You pass a pointer to the array array to the function change. In this function you create another array called new (using new as a name is a bad idea) and then assign it to the locally created function parameter array. You do not modify pointer in your main function. If you would like to do so, you should use

array = change(array,length);

in your main function and

int *change(int *array, int length) {
    int *variable_called_new =(int *)malloc(length*sizeof(int));
    [...]
    return variable_called_new
}

in your change function.

Answer 7

To use pass by value:
Make the following change:
In function change(...), replace:

int i;for(i=0;i<length;i++)new[i] = 1;

To:

int i;for(i=0;i<length;i++)array[i] = 1;
                           ^^^^^

EDIT:
But to use pass by reference:

//To change the contents of a variable via a function call
//the address of that variable has to be passed.
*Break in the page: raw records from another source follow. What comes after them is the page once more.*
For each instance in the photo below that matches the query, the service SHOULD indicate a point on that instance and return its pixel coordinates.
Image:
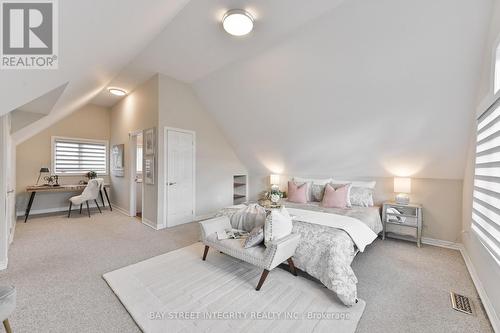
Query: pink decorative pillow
(297, 194)
(335, 198)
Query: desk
(61, 188)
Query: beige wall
(216, 162)
(441, 199)
(484, 265)
(136, 112)
(164, 102)
(89, 122)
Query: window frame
(76, 140)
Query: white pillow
(248, 217)
(278, 225)
(368, 184)
(310, 182)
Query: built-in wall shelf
(239, 189)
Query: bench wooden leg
(7, 326)
(262, 279)
(205, 252)
(293, 270)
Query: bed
(326, 252)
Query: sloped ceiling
(96, 40)
(330, 87)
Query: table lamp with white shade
(402, 186)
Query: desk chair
(91, 192)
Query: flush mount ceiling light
(237, 22)
(117, 91)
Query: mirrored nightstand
(402, 221)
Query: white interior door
(180, 176)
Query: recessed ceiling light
(237, 22)
(117, 91)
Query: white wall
(216, 162)
(137, 111)
(88, 122)
(5, 223)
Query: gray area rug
(178, 292)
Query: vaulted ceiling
(330, 87)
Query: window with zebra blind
(71, 156)
(486, 203)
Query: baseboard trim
(4, 264)
(490, 311)
(149, 223)
(441, 243)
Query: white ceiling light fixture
(237, 22)
(117, 91)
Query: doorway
(136, 176)
(180, 170)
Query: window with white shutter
(486, 203)
(72, 156)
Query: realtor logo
(29, 34)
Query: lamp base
(402, 199)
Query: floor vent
(461, 303)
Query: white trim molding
(165, 172)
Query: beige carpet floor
(56, 265)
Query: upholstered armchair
(267, 258)
(91, 192)
(7, 305)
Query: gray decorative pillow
(255, 237)
(317, 192)
(361, 196)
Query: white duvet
(360, 233)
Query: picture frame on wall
(118, 160)
(149, 141)
(149, 170)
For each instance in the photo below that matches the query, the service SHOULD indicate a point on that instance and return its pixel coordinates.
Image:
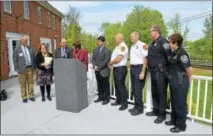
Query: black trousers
(137, 85)
(119, 74)
(48, 89)
(103, 86)
(178, 101)
(159, 85)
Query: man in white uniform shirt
(119, 64)
(138, 52)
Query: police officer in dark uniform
(179, 76)
(157, 65)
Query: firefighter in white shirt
(119, 64)
(138, 63)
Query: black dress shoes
(98, 100)
(151, 114)
(105, 102)
(115, 104)
(176, 130)
(49, 97)
(137, 111)
(169, 123)
(130, 110)
(123, 107)
(159, 120)
(43, 99)
(32, 99)
(24, 100)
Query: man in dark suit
(100, 59)
(63, 51)
(24, 61)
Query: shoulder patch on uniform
(166, 46)
(184, 59)
(123, 49)
(145, 47)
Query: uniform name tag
(20, 54)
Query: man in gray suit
(25, 64)
(100, 59)
(63, 51)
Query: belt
(30, 66)
(135, 66)
(120, 67)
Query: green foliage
(176, 27)
(208, 27)
(140, 19)
(200, 49)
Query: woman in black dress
(179, 76)
(44, 74)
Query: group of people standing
(165, 59)
(28, 61)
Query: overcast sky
(94, 13)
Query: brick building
(40, 21)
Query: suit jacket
(57, 53)
(40, 60)
(19, 60)
(101, 60)
(81, 55)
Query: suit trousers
(26, 83)
(137, 85)
(103, 86)
(159, 83)
(121, 93)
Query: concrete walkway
(43, 118)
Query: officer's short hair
(101, 38)
(136, 33)
(176, 38)
(77, 44)
(156, 28)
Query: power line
(195, 16)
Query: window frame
(39, 10)
(10, 7)
(49, 19)
(26, 9)
(53, 21)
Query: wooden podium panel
(70, 85)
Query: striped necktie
(27, 60)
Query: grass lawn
(199, 72)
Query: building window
(7, 6)
(26, 9)
(53, 21)
(49, 19)
(39, 15)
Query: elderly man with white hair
(24, 58)
(138, 62)
(63, 51)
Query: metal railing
(199, 97)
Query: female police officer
(179, 76)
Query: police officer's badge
(123, 49)
(184, 59)
(145, 47)
(166, 46)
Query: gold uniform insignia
(123, 49)
(145, 47)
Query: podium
(70, 85)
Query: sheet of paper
(48, 60)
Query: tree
(208, 27)
(176, 27)
(141, 19)
(71, 28)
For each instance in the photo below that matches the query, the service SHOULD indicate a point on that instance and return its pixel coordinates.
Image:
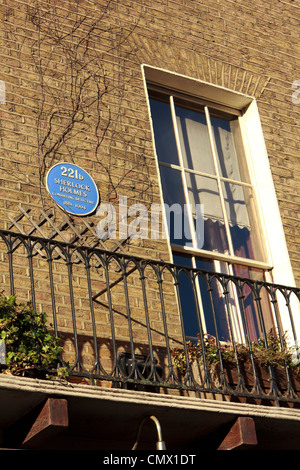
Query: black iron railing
(150, 325)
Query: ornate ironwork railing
(151, 325)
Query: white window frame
(277, 264)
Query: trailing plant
(274, 351)
(29, 344)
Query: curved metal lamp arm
(160, 444)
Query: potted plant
(256, 364)
(31, 349)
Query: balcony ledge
(106, 419)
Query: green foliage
(29, 344)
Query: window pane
(243, 224)
(194, 140)
(163, 132)
(203, 190)
(213, 301)
(187, 298)
(229, 149)
(175, 205)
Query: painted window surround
(277, 256)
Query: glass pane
(165, 143)
(175, 206)
(203, 190)
(229, 149)
(243, 223)
(194, 140)
(187, 298)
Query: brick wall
(74, 92)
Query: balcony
(122, 324)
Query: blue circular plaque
(72, 188)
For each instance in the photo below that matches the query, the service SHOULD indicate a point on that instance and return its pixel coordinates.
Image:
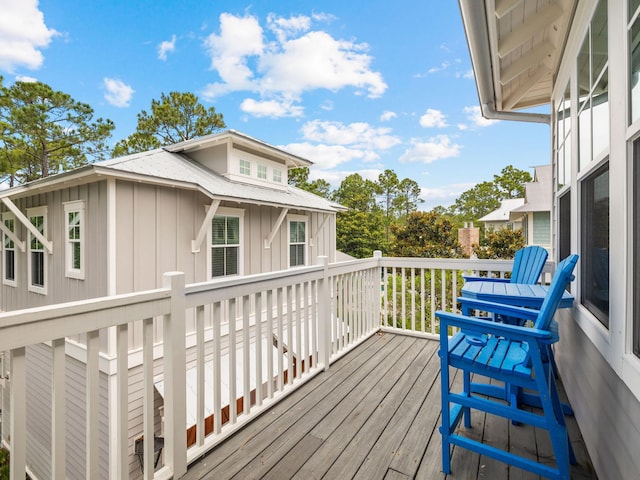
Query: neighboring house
(581, 59)
(213, 206)
(210, 207)
(535, 214)
(499, 218)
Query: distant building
(535, 214)
(500, 218)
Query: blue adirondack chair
(528, 263)
(517, 356)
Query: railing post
(324, 315)
(378, 292)
(174, 376)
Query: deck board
(373, 415)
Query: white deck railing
(287, 326)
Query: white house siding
(598, 368)
(39, 368)
(606, 409)
(61, 288)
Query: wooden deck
(374, 415)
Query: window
(593, 82)
(36, 259)
(563, 139)
(74, 249)
(541, 228)
(225, 245)
(636, 247)
(634, 61)
(9, 257)
(595, 243)
(245, 167)
(564, 222)
(297, 242)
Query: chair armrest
(468, 278)
(499, 308)
(477, 326)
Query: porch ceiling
(516, 47)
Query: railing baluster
(122, 409)
(18, 426)
(280, 299)
(93, 409)
(246, 355)
(147, 398)
(200, 375)
(216, 314)
(258, 343)
(58, 424)
(269, 344)
(233, 346)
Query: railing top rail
(75, 318)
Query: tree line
(44, 131)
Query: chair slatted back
(561, 279)
(528, 264)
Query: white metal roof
(502, 214)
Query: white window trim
(240, 167)
(298, 218)
(226, 212)
(78, 273)
(5, 281)
(260, 166)
(36, 212)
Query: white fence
(285, 327)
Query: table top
(519, 294)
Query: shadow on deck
(374, 415)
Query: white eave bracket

So, if you
//want to change the contents of an array of int, i.e. int *array, you 
//need to pass its address, not the variable itself,  using the 
//address of operator, it would look like this &array (read _the address of
// pointer to int "array")
//This requires you to change the prototype of your function:
void change2(int **a, int len)
{
    int i;
    for(i=0;i<len;i++) (*a)[i] = 1;//parenthesis bind * to a to assure 
                                   //array of pointers to int ( *[] )is populated
                                   //
}

Then in main, make the following changes, and it will work as you purposed:

int main(){
    int i,length=10;
    int *array;

    array = calloc(length, sizeof(int));
    if(!array) return 0;
    //or malloc if preferred.  But note, in C, 
    //casting the output is not required on either.
    //array = malloc(length*sizeof(int));
    //if(!array) return 0;

    for(i=0;i<length;i++)array[i]=i*10;

    printf("Before:");print(array,length);
    change2(&array,length);
    printf("After:");print(array,length);

    free(array);

    return 0;
}

Answer 8

so when you pass the array you get the address of it's beginning:

memory address

|-junk-| 1000

|---0---| 1008 <- start of your array

|---10--| 1012

. . . .

when you get the pointer in your function its value is 1008(example) so changing that will only mean you now point to another place. that is not what you want. you can change the integers pointed at directly via the * operator, so *array = 99; will change the first element, *(array+1) = 98; the second and so on. you can also, more naturally use the [] operator. so in your function array[0] = 99; will actually change the original array.

Answer 9

            #include<stdio.h>
            #include<stdlib.h>

            // Print on console the array of int
            void print(int *array,int length)
            {
                int i;
                for(i = 0 ; i < length ; i++)
                    printf("%d ", array[i]);
                printf("\n");
            }

            // Change the pointer of the array
            void change(int **array,int length)
            {
                int i;
                int *ar;
                ar = (int *)malloc(sizeof(int *) * length);
                for(i = 0 ; i < length ; i++)
                    ar[i] = 1;
                (*array) = ar;
            }

            int main(){
                int i, length = 10;
                int *array;
                array = (int *)malloc(sizeof(int *) * length);

                for (i = 0 ; i < length ; i++)
                    array[i] = i * 10;
                printf("Before:");
                print(array, length);
                change(&array, length);
                printf("After:");
                print(array, length);

                return 0;
            }

Answer 10

You are passing your array's reference to the function change() and the rererence is getting copied to pointer array in change.

And then you're creating a variable new and assigning the memory space using malloc and following that you're assigning some values to it.

Until now your pointer array in change() is pointing to the array in main.

In the next statement you're making your array in change() point to the space pointed by the variable `new and the pointar array is not pointing to the array in the main any more.

So instead of using new[i] = 1 use array[i] = 1 in change().